The lottery body submitted 482 alerts relating to suspicious betting activity on football to its members and partner associations around the world, according to its 2018 intelligence monitoring report. GLMS also alerted football governing bodies about 81 matches as a result of the levels of suspicious activity.
Of these games, 46 matches organised by Uefa, the governing body of football in Europe, were flagged, while 18 match alerts were sent to the sport’s global governing body, Fifa.
Basketball was second to football in terms of suspicious activity, with 69 alerts, followed by tennis with 30, then ice hockey on 17.
Europe was by far the most active region in terms of irregularities caught by GMLS, with the body sending 459 alerts to members about sporting events across the continent.
Football was responsible for 359 of European alerts, ahead of basketball with 45 and tennis on 18.
Asia ranked second with 69 alerts, 40 of which were related to football, while South America came in third on 63 alerts, with all but two – one each for tennis and basketball – for football.
GLMS said that the majority of alerts were for irregularities noted before an event, with just 19% taking place during play and 7% after.

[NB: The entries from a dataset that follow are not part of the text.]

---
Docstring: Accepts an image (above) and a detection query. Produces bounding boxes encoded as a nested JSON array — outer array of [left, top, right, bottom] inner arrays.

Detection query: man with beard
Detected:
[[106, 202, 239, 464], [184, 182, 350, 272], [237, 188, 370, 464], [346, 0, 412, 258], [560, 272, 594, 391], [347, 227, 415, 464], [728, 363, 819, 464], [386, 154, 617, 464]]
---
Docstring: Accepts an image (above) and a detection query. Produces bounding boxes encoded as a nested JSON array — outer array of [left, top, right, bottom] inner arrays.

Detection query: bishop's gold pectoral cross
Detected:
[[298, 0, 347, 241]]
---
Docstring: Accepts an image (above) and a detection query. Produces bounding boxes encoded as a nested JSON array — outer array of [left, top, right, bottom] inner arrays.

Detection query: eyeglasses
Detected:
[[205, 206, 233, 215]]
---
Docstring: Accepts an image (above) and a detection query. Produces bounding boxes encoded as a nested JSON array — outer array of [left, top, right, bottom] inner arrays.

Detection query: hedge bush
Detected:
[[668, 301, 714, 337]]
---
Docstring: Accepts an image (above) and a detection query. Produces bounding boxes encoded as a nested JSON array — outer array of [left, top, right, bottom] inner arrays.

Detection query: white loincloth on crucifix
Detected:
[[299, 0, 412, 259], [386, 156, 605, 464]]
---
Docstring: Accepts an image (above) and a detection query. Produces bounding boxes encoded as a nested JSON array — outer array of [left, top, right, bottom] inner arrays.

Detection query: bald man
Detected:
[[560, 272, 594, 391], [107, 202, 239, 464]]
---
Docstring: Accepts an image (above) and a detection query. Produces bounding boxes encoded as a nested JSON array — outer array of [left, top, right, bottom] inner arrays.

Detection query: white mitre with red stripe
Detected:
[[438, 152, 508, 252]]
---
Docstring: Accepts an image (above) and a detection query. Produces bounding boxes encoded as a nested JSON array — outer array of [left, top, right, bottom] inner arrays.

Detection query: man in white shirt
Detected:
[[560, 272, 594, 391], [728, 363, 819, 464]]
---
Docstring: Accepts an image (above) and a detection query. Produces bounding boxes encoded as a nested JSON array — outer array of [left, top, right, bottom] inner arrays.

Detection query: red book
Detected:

In terms of the reasons why the alerts were triggered, the large majority were down to a significant change in odds, with 231 sent to partners. A total of 124 were related to team news, with 51 filed for a suspicious change in betting odds.
GLMS also noted that 87 alerts were filed in response to a specific request, with 44 submitted after the body received certain information from a partner.
The GLMS reporting system works by the organisation generating an alert when a betting pattern is detected. This then leads to consultation with its members, as well as an investigation on potential grounds that could justify the irregularity.
If the GMLS is unable to identify a valid reason for the shift in betting patterns, it can then issue an official report.
The GMLS intelligence monitoring report offers a significantly different view on betting irregularities in sport than international betting integrity body ESSA.
Earlier this month, ESSA’s 2018 publication said that the organisation flagged 267 instances of unusual wagering activity from operator partners, to gaming regulators and sports governing bodies. More than half of these suspicious activity alerts concerned tennis, with 52 generated for football.
In December, the GLMS introduced an updated set of rules in an effort to better protecting consumers. The code applies to all GLMS members, partners, employees and executive committee members. GLMS members include the likes of Danske Spil, Svenska Spel, the Hong Kong Jockey Club and Française Des Jeux.